Oslo and New York-based agency Snøhetta has designed a visual identity for Norwegian county Telemark based on the idea of contrast.
Apparently often referred to as “Norway in miniature”, Telemark stretches from the country’s south coast to its Hardanger mountains and is home to forests, beaches, lakes and the Telemark Canal. It’s also an industrial hub – ironworks, mining and brickwork companies have been based there since the seventeenth-century – and was once home to playwright Henrik Ibsen.
Snøhetta was asked to reflect this diversity in a new visual identity for the county and has designed a flexible scheme inspired by traditional dress, natural materials and nineteenth-century signage.
Telemark’s new logo is a bold T divided into two sections. Each half can be filled with contrasting images, colours, or local materials such as glass and copper. “We needed a logo that would stand out and could be used by various businesses and tour operators to promote different destinations within Telemark,” says Snøhetta designer Moa Nordahl. “The ‘T’ stands out but doesn’t tell you too much and companies can use their own images within the symbols,” she adds.
The county’s colour palette is a modern take on traditional red and green costumes still worn at weddings and on National Norway Day on May 17. “When researching Telemark we found there are still some strong customs and a lot of people still wear traditional dress,” says Nordahl. “A lot of the colours are quite dark and heavy, however, so we used lighter more modern versions. As they will be used by a lot of different businesses, the colours couldn’t be too modern or traditional,” she adds.
Typefaces used in the new scheme also reflect a contrast between old and new: Monokrom’s Telefon Regular was chosen for its Norwegian heritage and its modern look, says Nordahl.
“[Telegram] is based on the type found in old telephone kiosks. It’s also similar to a lot of industrial type found in Telemark, so has a nice story and a sense of tradition, but is something we can also use in a modern way,” Nordahl adds.
The identity has so far been applied to stationery, business cards and promotional material for Telemark council. Local businesses are also encouraged to use the scheme but will have to sign an agreement of use and adhere to Snøhetta’s brand guidelines.
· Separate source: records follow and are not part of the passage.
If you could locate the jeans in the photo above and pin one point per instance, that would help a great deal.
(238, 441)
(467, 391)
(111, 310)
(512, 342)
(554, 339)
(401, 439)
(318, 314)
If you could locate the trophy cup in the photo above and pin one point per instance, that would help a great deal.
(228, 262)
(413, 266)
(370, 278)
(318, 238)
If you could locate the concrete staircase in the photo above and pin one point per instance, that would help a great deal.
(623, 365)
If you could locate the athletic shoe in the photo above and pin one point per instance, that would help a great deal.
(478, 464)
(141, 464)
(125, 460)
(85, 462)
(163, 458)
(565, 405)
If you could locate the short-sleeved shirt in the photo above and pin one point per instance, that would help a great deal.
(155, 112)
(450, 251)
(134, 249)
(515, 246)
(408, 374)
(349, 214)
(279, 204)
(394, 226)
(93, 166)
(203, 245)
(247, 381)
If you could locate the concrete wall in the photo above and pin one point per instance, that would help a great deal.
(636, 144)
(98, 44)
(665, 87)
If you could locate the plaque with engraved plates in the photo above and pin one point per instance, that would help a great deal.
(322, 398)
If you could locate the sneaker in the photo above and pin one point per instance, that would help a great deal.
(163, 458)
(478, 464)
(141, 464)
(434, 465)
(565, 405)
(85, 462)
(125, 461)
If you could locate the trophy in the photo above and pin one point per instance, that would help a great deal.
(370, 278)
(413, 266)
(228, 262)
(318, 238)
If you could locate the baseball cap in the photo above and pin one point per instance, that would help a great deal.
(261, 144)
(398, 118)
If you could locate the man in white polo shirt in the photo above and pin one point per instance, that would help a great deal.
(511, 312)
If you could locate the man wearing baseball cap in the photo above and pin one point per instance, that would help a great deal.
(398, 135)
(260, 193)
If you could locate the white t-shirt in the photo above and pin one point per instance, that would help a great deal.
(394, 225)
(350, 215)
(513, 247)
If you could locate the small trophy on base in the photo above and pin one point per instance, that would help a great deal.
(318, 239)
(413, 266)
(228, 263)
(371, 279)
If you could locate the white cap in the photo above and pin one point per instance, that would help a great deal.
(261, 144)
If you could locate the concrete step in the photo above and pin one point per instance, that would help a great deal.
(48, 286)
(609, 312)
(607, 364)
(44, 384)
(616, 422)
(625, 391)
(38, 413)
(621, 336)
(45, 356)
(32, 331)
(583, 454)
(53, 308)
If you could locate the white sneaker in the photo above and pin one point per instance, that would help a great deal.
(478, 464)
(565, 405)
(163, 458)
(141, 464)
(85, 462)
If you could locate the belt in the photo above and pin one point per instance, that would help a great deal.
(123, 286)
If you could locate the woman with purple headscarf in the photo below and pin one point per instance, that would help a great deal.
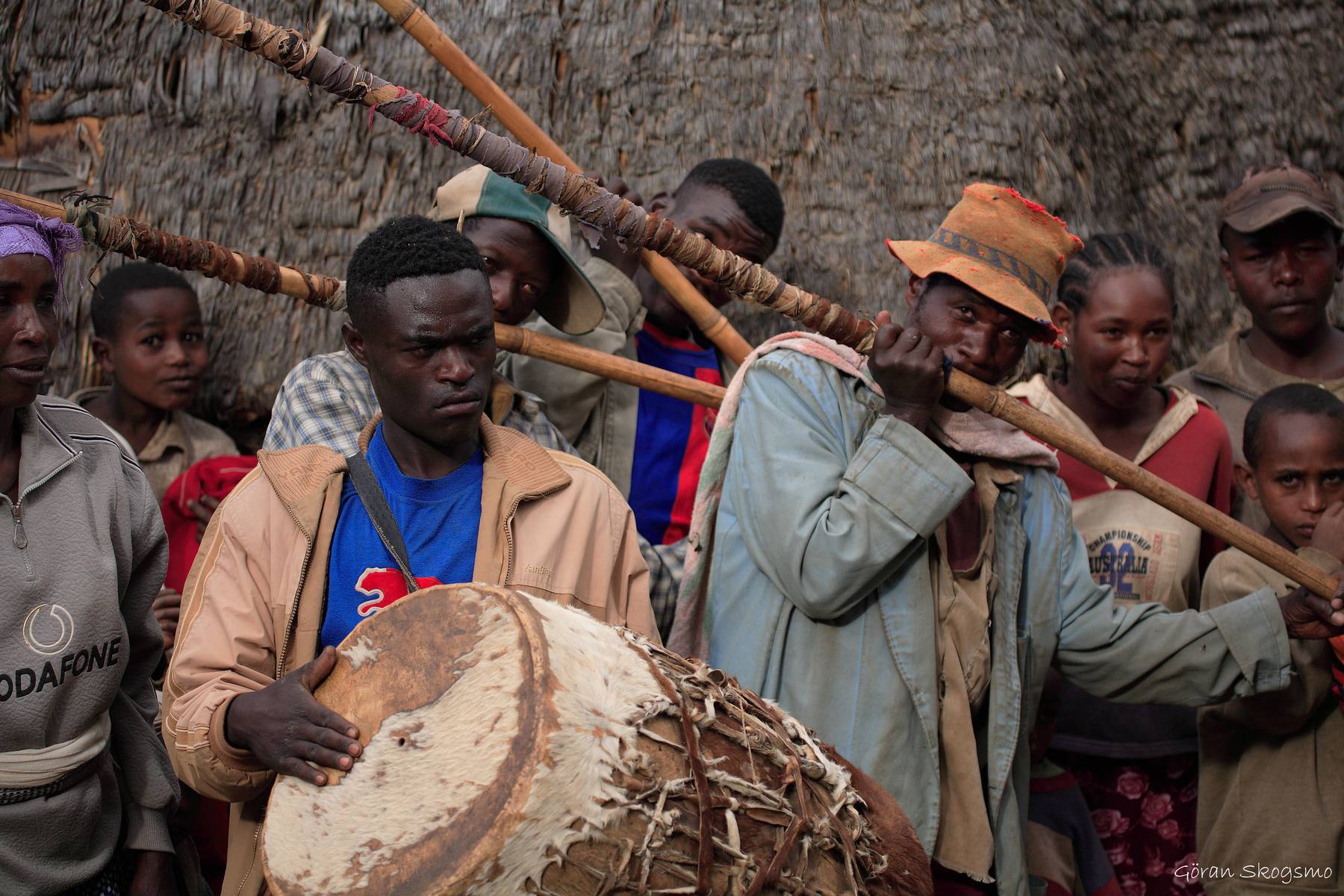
(85, 782)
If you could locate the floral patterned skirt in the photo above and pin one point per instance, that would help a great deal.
(1144, 813)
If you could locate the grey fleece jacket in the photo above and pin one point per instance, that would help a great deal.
(82, 556)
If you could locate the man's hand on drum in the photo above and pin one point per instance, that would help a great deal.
(285, 727)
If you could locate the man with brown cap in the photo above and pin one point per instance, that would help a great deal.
(900, 571)
(1283, 257)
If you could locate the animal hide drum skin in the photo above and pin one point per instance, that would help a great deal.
(514, 746)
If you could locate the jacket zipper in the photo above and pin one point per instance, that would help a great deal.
(508, 539)
(20, 536)
(280, 671)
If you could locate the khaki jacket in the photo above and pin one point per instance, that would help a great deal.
(1230, 379)
(1272, 766)
(253, 603)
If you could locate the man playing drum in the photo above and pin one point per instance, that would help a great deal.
(314, 541)
(900, 573)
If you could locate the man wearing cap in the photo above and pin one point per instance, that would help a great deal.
(1283, 255)
(900, 571)
(524, 243)
(651, 445)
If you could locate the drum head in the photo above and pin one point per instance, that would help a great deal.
(447, 688)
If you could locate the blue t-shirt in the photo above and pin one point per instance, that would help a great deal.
(438, 521)
(671, 438)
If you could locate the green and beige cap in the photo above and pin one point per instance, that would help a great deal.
(577, 308)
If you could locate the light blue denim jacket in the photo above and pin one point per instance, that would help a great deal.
(820, 598)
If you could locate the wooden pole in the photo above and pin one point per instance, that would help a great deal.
(584, 198)
(558, 351)
(417, 23)
(319, 290)
(1156, 489)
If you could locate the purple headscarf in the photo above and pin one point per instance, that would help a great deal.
(23, 231)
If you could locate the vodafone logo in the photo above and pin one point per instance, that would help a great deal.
(49, 629)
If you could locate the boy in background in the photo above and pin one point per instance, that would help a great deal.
(149, 339)
(1283, 257)
(1263, 754)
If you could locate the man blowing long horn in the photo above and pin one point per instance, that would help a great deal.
(902, 573)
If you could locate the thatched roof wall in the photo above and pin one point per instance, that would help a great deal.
(871, 114)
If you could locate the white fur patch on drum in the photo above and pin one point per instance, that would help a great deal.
(361, 652)
(603, 689)
(402, 790)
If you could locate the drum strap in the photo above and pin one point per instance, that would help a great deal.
(376, 505)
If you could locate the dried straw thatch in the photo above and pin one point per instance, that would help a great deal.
(1115, 113)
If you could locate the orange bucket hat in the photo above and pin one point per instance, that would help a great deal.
(1001, 245)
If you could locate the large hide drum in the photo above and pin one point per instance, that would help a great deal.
(517, 746)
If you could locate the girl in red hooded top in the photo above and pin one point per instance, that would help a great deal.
(1137, 766)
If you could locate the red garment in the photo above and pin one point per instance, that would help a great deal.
(1144, 813)
(214, 477)
(1198, 458)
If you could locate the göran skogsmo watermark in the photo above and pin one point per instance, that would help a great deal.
(1192, 872)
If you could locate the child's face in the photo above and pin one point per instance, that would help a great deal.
(158, 354)
(1300, 472)
(1122, 336)
(1285, 274)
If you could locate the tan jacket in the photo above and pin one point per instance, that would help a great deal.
(253, 602)
(1272, 766)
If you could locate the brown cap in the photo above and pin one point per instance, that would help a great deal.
(1269, 195)
(1001, 245)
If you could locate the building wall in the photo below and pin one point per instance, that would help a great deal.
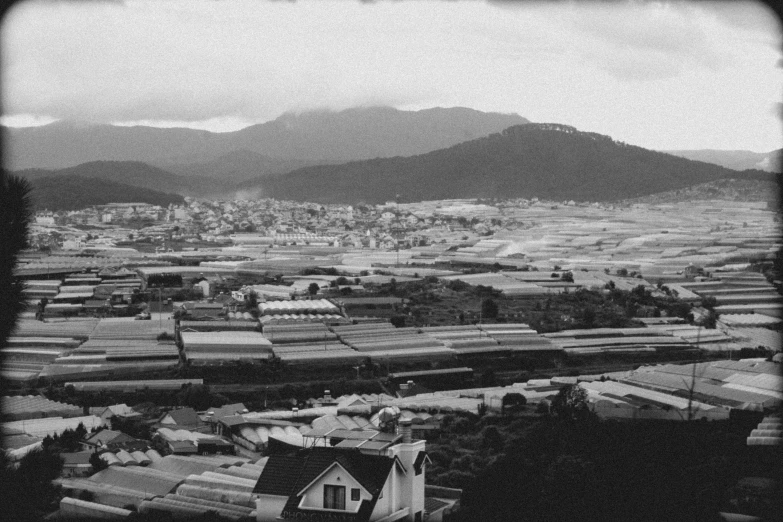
(269, 507)
(409, 487)
(336, 476)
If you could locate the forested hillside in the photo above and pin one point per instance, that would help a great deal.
(547, 161)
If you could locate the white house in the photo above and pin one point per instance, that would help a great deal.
(369, 481)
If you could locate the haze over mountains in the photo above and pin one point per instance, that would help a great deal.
(734, 159)
(313, 137)
(549, 161)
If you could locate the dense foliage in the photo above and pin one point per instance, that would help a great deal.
(77, 192)
(27, 490)
(535, 160)
(565, 467)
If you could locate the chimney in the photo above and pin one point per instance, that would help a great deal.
(405, 430)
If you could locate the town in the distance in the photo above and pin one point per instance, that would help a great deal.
(348, 356)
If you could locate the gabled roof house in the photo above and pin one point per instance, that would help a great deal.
(345, 484)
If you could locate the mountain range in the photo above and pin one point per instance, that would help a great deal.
(76, 192)
(734, 159)
(312, 137)
(548, 161)
(430, 154)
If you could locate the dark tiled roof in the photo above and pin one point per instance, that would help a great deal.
(287, 475)
(81, 457)
(431, 505)
(420, 459)
(280, 475)
(184, 416)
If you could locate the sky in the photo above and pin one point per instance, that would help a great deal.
(661, 75)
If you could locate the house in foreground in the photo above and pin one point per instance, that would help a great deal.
(353, 482)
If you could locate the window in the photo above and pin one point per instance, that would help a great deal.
(334, 497)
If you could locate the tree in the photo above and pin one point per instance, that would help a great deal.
(513, 401)
(16, 210)
(489, 309)
(98, 464)
(570, 402)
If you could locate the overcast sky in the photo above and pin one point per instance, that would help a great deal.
(662, 75)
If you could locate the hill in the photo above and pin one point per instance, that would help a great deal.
(352, 134)
(77, 192)
(734, 159)
(134, 173)
(548, 161)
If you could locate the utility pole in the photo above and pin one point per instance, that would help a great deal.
(160, 307)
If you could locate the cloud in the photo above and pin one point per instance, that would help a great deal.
(174, 63)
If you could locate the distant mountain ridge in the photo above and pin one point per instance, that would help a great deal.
(549, 161)
(133, 173)
(352, 134)
(77, 192)
(734, 159)
(238, 165)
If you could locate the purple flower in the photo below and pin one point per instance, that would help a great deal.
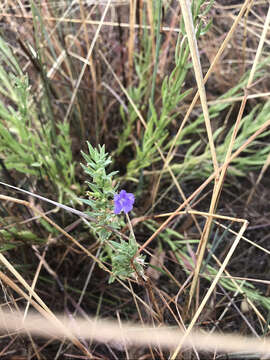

“We don’t want to dilute the identity so there some rules and three levels of use: brands can use just the Telemark logo as an official mark of quality; the logo and turquoise colour or the full Telemark identity with just their logo,” she explains. To avoid any confusion, brands will be given access to digital guidelines that will be updated or added to as the project progresses.
Snøhetta’’s marketing material for Telemark also includes images of the region shot by Marcus Nyberg. Nyberg took more than 5,000 photographs, of which 80 or 90 have been used so far. “We’ll release more pictures over time and hopefully have a library of pictures of Telemark in all four seasons,” adds Nordahl.
Snøhetta has been working on Telemark’s identity for a year. The project has been a huge undertaking and is still in its early stages,but it’s a bold and versatile scheme that captures the sense of contrast Telemark was keen to convey. It does have a slightly corporate feel but this is largely due to Telemark’s name, and imagery on business cards and brochures reminds audiences that the county is a place of stunning natural beauty.